Many Tsunami Children Feel Hopeful About Future
Many Tsunami Children Feel Hopeful About Future, According To New UN Survey
One year after the tsunami dramatically changed their lives, children in India, Sri Lanka and Thailand feel hopeful about the future, while those in Indonesia are recovering at a slower pace, according to a survey of youngsters released today by the United Nations Children’s Fund (UNICEF).
In the survey, UNICEF Tsunami Relief Study – The Views of Affected Children, 1,633 children in the four countries were interviewed about their thoughts and feelings on the disaster and their future. The survey polled children 8-17 years old, all of whom where directly affected by the tsunami.
The survey indicates that while children’s lives continue to be affected by the 26 December tsunami, which killed over 230,000 people and displaced some 1.5 million more in 12 countries, they are optimistic and hopeful about their future. More than two-thirds of the children feel that their situation has improved and that they are better off now compared to the weeks immediately following the tsunami.
UNICEF commissioned the study to better understand how surviving this tragedy has affected children, to provide an honest and authentic perspective directly from the children and to improve programs that meet the needs of the tsunami generation. Key findings include:
- Some 80 percent of children polled in India, Sri Lanka and Thailand are positive about their future. “Hopeful, happy, confident” are the words they use to describe their feelings. In Indonesia, children have the least optimistic view of the future; one-third believes their lives will not improve, possibly because a staggering 69 per cent of those surveyed there had lost a family member.
- Many children are still afraid. More than half those surveyed in India and Sri Lanka fear another earthquake or tsunami, and 76 per cent interviewed in Thailand fear the loss of a loved one. More than one-third of those polled in Indonesia said they often feel alone.

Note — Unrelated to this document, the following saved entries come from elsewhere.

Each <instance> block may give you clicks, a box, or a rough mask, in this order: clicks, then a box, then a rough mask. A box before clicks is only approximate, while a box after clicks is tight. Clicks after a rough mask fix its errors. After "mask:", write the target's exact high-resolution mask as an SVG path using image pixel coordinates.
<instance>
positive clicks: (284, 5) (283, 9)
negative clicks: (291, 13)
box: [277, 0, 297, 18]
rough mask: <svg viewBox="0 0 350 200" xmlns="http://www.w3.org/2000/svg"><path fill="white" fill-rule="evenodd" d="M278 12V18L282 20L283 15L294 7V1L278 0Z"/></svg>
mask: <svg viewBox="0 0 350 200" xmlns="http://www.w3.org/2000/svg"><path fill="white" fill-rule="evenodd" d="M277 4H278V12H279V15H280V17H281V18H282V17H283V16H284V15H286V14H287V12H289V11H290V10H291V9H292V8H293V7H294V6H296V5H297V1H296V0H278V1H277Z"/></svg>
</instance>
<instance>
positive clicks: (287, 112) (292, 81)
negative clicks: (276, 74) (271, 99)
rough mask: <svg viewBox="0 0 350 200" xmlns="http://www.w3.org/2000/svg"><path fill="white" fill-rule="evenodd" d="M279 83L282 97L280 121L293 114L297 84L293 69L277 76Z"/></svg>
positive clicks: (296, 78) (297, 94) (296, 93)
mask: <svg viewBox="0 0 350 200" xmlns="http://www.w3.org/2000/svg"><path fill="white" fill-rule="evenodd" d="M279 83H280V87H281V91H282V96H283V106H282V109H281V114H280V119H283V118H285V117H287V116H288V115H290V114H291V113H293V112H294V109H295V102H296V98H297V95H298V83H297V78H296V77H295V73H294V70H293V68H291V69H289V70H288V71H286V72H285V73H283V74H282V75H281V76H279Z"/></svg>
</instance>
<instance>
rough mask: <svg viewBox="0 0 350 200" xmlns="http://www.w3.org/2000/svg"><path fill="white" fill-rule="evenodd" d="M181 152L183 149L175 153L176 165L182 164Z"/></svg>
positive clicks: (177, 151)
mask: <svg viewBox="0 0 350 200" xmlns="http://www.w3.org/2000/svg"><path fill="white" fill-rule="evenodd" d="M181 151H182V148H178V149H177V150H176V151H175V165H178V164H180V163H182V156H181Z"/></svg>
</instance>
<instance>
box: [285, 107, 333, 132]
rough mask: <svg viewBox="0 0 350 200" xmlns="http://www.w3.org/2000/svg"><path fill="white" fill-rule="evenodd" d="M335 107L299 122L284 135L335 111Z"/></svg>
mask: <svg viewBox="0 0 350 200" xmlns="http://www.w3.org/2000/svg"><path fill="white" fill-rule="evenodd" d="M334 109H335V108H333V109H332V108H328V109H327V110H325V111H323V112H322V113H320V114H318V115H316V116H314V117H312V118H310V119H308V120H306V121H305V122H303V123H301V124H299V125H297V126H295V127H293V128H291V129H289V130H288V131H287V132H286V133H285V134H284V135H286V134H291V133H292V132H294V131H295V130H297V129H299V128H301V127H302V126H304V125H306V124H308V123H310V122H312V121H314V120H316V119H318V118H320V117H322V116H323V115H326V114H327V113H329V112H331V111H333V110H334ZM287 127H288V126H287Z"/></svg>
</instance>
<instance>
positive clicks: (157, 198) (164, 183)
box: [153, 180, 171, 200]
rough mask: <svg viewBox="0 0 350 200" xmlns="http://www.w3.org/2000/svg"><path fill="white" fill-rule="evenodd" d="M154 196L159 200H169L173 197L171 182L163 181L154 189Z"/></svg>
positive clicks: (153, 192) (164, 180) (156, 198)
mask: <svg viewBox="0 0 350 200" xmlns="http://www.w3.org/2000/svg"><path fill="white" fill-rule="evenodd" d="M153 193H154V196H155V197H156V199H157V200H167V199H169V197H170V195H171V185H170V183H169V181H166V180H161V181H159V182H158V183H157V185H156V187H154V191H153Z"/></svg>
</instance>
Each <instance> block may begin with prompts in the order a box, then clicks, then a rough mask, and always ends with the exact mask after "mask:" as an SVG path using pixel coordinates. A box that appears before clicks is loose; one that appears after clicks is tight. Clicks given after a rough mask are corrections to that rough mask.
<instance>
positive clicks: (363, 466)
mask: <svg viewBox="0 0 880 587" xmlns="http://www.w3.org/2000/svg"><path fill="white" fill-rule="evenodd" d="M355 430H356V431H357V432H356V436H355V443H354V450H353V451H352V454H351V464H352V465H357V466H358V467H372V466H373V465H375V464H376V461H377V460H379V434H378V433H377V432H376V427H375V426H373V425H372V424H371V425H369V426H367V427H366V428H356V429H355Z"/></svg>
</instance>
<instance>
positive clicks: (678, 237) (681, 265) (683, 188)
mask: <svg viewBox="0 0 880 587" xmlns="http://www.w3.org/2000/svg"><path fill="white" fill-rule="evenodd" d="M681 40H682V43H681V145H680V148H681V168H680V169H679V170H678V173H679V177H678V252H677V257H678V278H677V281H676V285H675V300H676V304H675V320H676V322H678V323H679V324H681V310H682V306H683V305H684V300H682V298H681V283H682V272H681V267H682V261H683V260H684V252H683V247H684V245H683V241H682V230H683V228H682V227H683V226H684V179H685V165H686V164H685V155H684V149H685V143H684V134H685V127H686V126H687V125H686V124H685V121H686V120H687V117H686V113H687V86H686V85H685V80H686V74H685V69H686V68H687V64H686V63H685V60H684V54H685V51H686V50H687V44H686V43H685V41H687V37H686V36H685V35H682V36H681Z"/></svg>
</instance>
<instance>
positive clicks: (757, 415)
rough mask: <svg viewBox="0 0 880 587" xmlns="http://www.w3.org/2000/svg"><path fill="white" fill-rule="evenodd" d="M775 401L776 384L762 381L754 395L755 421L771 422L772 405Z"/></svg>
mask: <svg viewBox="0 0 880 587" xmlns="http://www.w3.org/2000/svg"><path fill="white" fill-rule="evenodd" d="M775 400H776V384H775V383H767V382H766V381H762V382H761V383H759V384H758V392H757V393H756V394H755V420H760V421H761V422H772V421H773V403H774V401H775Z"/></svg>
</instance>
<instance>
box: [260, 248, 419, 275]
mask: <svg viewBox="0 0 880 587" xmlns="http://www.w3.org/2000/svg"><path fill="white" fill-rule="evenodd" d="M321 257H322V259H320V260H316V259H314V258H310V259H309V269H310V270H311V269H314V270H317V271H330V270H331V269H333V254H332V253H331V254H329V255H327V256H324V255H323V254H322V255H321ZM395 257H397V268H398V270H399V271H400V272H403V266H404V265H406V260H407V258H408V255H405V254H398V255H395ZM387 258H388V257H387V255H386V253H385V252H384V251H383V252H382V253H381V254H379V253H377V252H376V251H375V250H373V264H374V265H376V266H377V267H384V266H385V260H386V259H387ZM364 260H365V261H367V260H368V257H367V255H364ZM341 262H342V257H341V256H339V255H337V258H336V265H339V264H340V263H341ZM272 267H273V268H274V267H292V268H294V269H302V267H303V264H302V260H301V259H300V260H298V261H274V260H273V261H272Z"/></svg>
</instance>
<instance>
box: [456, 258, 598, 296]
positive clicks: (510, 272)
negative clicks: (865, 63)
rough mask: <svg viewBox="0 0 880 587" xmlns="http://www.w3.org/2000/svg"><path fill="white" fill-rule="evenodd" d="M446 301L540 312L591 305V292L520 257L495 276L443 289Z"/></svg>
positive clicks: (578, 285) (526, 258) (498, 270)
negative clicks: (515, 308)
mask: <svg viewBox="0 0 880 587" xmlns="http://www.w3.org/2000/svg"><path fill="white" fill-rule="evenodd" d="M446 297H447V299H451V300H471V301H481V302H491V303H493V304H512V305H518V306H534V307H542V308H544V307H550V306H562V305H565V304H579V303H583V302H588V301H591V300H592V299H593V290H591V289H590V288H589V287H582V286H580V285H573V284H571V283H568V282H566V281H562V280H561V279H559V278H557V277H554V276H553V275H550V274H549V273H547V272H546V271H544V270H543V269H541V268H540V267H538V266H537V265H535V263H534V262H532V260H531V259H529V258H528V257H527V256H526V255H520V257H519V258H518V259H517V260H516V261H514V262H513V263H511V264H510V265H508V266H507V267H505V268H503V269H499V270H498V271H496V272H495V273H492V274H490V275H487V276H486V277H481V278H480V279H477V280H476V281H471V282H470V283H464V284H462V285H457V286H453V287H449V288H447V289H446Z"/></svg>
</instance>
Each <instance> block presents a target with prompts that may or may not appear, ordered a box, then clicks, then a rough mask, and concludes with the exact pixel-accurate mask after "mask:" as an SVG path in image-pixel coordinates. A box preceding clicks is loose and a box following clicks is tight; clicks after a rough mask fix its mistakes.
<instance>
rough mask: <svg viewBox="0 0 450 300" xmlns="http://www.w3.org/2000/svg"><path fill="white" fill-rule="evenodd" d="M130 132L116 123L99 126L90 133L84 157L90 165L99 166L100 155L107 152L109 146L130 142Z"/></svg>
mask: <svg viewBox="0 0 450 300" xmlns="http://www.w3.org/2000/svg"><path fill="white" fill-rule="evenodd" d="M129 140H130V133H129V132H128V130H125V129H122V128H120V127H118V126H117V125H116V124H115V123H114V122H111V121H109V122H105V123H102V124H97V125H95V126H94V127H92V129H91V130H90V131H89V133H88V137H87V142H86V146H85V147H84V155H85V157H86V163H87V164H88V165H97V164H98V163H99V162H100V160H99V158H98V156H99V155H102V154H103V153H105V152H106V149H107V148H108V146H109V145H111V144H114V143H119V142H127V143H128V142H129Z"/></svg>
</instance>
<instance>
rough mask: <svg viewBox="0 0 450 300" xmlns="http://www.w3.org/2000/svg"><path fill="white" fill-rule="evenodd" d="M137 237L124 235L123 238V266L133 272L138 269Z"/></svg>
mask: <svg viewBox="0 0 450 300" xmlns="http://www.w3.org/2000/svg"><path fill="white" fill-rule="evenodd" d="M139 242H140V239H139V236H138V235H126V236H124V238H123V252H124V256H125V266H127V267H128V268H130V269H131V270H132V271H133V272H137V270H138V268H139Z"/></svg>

- Virtually all children interviewed were aware they benefited from relief assistance, but also felt that additional aid was needed. The children identified several key needs, most often mentioning support to stay in school, though 9 out of 10 identified themselves as back in school.
A separate series of 800 focus-group discussions carried out in 1,100 villages in Sri Lanka by the country’s Human Rights Commission in collaboration with the UN Development Programme (UNDP) and the University of Colombo, found survivors suffering from social stigma, depression among widowers and increased alcohol use among teenagers.